A witch doctor is a traditional, magical healer who specializes in preventing and treating maladies of magical or supernatural origin, including, but not limited to, those believed to be caused by witchcraft.

Although the term is generally heard with regard to the more "primitive" cultures of Africa and South America, it is very much an English term first used for European practitioners of the art and then applied to these other cultures by European observers. In Europe, practitioners may also be referred to as cunning folk, though this is a more general term.

Native practitioners have their own terms for these specialists and the term "witch doctor" is rarely sufficient.

In South Africa the term witch doctor is often applied by English-speakers to the Sangoma (Zulu) who specializes in identifying supernatural causes of problems and prescribing correct actions to bring about spiritual balance needed to rectify the problem.

In West Africa a Juju Man (or woman) may be consulted in matters of health and spirit as well as personal matters. These practitioners can use divination to answer questions or solve problems of luck and health and prescribe rituals and charms to solve their clients issues. Juju men can also be found in many of the African descended communities scattered throughout the Western world by the slave trade-induced diaspora.

The Nganga are traditional healers of Zimbabwe. They are both healers and spiritual counselors who use a combination of ritual, herbal lore and consultation with spirits to help their clients in all manner of things, especially health.

In Central America, the Curandero ("healer", Spanish, Portuguese) do similar work.
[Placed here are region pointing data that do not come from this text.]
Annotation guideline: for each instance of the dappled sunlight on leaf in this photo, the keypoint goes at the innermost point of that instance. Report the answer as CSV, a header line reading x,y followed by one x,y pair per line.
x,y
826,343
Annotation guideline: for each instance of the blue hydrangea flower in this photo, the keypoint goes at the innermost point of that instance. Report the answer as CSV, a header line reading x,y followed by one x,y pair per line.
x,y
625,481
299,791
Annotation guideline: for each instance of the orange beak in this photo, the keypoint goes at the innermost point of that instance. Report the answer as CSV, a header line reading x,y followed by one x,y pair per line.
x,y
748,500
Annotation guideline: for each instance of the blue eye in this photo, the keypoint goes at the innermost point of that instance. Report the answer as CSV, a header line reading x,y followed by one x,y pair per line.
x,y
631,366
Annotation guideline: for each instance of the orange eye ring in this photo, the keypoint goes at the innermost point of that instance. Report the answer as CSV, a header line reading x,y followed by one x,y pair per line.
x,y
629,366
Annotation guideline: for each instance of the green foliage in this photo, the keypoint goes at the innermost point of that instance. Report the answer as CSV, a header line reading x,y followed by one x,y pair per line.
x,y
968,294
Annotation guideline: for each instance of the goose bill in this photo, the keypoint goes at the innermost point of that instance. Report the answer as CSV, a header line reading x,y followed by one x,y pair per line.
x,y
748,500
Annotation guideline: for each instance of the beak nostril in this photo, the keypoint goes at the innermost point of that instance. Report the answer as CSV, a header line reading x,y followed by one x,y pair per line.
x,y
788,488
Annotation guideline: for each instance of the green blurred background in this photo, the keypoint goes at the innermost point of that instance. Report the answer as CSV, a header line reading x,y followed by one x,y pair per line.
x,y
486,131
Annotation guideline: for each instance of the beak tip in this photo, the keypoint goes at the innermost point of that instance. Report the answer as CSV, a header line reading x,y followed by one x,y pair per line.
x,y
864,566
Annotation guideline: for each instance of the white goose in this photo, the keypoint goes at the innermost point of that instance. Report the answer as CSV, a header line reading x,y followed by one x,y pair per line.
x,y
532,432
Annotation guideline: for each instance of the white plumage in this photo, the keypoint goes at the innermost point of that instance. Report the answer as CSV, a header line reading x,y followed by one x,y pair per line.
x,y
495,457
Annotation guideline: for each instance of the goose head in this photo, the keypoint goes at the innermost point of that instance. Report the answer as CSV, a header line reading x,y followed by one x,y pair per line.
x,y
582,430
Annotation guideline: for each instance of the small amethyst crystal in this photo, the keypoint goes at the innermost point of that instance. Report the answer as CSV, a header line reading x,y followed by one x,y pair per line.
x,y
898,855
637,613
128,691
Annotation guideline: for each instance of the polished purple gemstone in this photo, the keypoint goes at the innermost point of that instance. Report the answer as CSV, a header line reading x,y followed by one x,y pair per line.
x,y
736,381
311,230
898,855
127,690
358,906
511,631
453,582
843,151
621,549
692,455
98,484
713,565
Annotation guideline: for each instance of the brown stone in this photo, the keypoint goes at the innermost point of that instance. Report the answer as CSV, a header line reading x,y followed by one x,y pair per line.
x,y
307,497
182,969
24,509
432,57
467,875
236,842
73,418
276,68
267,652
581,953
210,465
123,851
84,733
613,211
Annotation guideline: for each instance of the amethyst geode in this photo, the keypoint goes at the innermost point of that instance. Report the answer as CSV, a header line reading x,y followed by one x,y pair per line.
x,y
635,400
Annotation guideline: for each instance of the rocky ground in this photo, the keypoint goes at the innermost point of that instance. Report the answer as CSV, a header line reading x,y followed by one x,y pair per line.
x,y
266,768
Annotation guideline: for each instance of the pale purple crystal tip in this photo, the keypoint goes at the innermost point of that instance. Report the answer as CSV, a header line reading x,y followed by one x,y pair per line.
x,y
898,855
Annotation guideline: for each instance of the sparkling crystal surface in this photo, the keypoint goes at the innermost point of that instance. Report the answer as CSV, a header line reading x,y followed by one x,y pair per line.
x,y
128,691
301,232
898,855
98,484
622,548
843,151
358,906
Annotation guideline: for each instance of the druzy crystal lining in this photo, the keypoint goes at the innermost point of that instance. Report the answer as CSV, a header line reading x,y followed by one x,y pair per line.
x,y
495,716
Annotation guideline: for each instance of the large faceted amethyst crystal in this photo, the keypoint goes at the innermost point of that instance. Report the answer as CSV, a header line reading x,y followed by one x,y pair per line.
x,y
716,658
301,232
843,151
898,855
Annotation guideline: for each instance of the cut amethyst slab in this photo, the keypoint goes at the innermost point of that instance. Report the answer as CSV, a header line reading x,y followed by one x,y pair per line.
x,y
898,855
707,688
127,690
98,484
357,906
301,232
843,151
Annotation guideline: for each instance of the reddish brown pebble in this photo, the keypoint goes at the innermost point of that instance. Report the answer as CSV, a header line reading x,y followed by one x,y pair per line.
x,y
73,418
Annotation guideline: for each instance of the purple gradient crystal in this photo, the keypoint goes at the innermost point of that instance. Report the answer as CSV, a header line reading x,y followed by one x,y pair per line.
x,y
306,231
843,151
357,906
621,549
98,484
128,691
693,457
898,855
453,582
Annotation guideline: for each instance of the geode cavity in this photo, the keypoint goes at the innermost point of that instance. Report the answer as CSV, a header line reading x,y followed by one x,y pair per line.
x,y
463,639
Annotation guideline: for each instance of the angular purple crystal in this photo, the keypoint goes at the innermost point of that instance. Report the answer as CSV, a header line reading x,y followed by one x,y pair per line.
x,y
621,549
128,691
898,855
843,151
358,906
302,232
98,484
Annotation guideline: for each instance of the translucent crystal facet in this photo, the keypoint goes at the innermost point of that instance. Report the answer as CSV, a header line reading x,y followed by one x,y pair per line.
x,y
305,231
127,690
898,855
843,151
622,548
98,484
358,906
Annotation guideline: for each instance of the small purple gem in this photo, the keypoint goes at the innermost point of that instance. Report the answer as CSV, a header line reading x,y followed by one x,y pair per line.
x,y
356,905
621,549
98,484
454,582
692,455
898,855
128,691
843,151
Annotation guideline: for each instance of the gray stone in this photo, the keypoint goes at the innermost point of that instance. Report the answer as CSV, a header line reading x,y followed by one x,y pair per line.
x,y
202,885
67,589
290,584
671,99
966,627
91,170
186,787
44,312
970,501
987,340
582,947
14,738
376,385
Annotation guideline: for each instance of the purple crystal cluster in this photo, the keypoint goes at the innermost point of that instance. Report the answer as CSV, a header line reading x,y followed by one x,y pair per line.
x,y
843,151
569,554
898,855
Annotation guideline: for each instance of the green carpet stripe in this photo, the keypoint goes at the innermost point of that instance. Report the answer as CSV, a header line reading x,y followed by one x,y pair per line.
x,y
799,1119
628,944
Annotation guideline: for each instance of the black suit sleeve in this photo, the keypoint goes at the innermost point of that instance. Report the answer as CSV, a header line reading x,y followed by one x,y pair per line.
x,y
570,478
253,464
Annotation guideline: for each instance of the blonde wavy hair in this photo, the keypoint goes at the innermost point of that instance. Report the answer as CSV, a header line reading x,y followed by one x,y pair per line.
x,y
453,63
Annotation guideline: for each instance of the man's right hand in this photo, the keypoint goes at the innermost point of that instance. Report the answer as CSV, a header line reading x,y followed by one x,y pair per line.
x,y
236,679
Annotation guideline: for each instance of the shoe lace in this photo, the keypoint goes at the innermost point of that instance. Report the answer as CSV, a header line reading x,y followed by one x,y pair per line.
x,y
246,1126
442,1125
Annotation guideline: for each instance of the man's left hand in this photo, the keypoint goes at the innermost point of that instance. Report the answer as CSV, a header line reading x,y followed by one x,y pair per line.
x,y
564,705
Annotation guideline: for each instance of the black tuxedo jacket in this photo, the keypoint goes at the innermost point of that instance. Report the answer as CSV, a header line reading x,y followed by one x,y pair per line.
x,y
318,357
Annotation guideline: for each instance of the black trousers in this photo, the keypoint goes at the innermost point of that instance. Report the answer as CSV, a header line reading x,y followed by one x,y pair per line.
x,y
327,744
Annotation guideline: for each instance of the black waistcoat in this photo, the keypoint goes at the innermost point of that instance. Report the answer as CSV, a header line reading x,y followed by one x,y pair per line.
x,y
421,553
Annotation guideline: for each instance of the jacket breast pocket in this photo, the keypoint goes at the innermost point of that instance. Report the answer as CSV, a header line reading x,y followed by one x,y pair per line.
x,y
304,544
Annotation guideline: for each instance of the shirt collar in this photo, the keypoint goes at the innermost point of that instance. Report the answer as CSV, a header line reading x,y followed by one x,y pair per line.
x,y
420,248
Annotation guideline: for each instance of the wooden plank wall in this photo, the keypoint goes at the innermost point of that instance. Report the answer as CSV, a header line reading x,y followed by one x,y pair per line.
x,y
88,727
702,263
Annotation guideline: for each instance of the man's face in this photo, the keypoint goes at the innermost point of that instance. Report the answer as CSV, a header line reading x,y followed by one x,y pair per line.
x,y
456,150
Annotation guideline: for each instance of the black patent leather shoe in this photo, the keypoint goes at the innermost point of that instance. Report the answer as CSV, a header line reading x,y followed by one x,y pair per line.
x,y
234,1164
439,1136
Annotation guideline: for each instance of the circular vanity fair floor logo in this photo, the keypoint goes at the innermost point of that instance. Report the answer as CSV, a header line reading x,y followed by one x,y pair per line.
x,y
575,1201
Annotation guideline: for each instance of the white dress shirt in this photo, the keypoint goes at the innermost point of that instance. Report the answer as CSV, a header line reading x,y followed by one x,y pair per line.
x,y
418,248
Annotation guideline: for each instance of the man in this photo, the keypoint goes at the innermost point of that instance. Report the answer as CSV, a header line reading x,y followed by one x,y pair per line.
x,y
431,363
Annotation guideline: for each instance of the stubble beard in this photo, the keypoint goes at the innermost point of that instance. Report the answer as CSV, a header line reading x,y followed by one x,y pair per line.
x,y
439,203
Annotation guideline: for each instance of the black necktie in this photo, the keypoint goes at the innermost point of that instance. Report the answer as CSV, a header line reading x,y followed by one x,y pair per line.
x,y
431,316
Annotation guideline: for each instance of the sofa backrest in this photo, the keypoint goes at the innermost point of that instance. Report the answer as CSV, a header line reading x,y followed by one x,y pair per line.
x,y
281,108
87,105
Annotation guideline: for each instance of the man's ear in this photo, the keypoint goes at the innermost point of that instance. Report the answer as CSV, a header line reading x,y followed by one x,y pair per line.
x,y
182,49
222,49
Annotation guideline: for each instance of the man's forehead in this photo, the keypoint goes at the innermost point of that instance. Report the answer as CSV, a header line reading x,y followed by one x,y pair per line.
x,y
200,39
There are many types with different specialties who work to relieve symptoms caused by unsettled spirits and curses and to protect the vulnerable from these using rituals, herbs and other methods.

Bomoh in Malaysia consult spirits to assist their clients and identify elemental imbalances to bring about health and wellness.

Many of these would be more accurately called shamans than witch doctors, though these two terms are often erroneously used interchangeably as well.

In modern vernacular, the phrase "witch doctor" has come to be used in a derogatory manner to refer to a person who victimizes people desperate for a cure by giving them false medicine at high cost.